For each axis two major clusters emerged: high ridership versus low ridership and residential versus destinations. Along the ridership axis, for each time interval, high ridership stations have around 11 times more ridership than low ridership stations. Definitely a clear difference between the two! The destination type differences were primarily in Rush Hour ridership, in particular Rush Hour PM: there was a 13% difference in the relative ridership levels during this time (destinations were -0.1 and residential complexes were 0.03). In other words, a lower proportion of people are going to destination complexes at the end of a typical work day than are going to residential complexes.

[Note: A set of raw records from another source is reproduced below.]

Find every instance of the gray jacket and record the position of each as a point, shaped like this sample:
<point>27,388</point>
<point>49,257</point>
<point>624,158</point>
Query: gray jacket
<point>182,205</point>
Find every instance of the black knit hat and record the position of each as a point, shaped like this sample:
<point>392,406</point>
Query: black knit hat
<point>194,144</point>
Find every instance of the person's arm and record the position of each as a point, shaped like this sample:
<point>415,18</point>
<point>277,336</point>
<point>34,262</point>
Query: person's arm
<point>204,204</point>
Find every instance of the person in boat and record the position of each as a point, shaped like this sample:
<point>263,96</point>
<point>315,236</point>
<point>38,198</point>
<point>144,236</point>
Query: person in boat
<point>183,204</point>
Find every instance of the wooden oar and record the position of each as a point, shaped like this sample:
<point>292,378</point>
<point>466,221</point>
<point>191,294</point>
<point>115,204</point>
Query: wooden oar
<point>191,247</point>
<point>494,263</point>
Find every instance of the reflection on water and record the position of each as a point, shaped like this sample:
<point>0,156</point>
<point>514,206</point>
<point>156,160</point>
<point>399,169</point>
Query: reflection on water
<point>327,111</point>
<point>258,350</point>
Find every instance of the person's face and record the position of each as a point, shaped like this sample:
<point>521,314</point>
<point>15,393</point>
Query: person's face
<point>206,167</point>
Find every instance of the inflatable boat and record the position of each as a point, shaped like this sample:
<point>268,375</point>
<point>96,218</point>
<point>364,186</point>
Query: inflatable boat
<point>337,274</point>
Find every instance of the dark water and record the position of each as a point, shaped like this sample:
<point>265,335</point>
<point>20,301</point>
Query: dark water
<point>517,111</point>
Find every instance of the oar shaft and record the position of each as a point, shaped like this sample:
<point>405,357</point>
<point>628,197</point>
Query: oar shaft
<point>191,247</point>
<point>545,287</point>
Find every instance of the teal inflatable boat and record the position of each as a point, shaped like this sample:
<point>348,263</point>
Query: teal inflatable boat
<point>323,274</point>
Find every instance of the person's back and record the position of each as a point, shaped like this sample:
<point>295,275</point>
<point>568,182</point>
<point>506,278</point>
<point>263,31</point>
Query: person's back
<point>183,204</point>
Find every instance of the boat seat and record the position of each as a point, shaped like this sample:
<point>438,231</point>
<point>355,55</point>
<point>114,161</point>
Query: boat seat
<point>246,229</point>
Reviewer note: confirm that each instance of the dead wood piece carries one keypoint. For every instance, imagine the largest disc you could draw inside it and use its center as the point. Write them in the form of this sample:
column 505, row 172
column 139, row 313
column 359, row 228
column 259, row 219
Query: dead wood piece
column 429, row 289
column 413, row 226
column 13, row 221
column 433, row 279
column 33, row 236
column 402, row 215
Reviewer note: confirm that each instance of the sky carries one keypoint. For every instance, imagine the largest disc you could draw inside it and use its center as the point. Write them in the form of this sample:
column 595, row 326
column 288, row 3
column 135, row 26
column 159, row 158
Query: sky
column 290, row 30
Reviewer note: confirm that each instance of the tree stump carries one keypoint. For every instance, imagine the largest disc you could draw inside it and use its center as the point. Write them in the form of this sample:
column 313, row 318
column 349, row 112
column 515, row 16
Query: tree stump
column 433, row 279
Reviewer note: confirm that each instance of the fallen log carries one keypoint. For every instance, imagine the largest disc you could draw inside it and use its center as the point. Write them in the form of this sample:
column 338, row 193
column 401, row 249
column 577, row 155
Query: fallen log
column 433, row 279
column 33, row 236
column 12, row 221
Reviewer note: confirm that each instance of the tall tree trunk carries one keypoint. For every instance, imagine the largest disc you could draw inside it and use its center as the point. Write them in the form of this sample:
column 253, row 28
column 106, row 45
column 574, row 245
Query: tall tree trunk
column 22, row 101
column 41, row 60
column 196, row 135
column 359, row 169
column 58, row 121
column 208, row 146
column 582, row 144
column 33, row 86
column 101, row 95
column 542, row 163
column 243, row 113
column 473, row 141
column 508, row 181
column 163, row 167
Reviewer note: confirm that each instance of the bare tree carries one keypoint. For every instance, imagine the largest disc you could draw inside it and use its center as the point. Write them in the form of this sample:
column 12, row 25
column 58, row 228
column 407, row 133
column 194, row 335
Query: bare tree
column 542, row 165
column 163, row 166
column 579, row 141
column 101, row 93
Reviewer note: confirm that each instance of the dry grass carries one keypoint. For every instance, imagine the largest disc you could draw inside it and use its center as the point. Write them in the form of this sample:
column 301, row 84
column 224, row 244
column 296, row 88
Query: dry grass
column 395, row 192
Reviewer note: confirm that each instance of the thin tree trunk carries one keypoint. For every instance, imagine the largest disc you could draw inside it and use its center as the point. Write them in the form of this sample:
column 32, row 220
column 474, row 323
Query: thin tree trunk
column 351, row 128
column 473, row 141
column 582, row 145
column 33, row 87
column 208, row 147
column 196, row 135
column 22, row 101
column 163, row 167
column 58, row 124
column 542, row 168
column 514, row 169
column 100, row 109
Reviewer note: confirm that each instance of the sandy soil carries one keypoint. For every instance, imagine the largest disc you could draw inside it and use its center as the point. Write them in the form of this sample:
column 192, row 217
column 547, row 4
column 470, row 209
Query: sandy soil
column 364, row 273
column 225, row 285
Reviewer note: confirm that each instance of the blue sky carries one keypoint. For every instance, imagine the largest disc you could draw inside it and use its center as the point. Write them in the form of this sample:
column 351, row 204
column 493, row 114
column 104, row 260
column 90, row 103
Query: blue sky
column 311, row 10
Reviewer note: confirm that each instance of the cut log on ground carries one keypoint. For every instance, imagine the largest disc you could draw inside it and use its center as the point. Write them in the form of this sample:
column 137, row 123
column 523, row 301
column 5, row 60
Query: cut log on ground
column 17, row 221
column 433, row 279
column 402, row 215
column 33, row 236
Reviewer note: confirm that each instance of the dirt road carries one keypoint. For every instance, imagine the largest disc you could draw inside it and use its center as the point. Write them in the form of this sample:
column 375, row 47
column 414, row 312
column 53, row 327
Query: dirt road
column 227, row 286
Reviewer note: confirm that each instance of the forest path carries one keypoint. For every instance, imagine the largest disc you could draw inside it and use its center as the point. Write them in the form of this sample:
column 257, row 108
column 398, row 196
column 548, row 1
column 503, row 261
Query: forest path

The final results can be viewed here:
Unsuprisingly, the destinations are closer to the Central Business District whereas the residential complexes are away from the center. The exceptions simply prove the validity of this fact, such as Mets/Willets Pt and 161 St - Yankee Stadium being some of the few examples very far from the center. Moreover, one can see a huge class imbalance in the clusters: two thirds of the complexes are "residential-low ridership" and only 2 complexes are "residential-high ridership".
Classifying complexes based on ridership patters is only one of hundreds of different ways one can use the Origin-Destination dataset. I hope you enjoy working with the data as much as I did!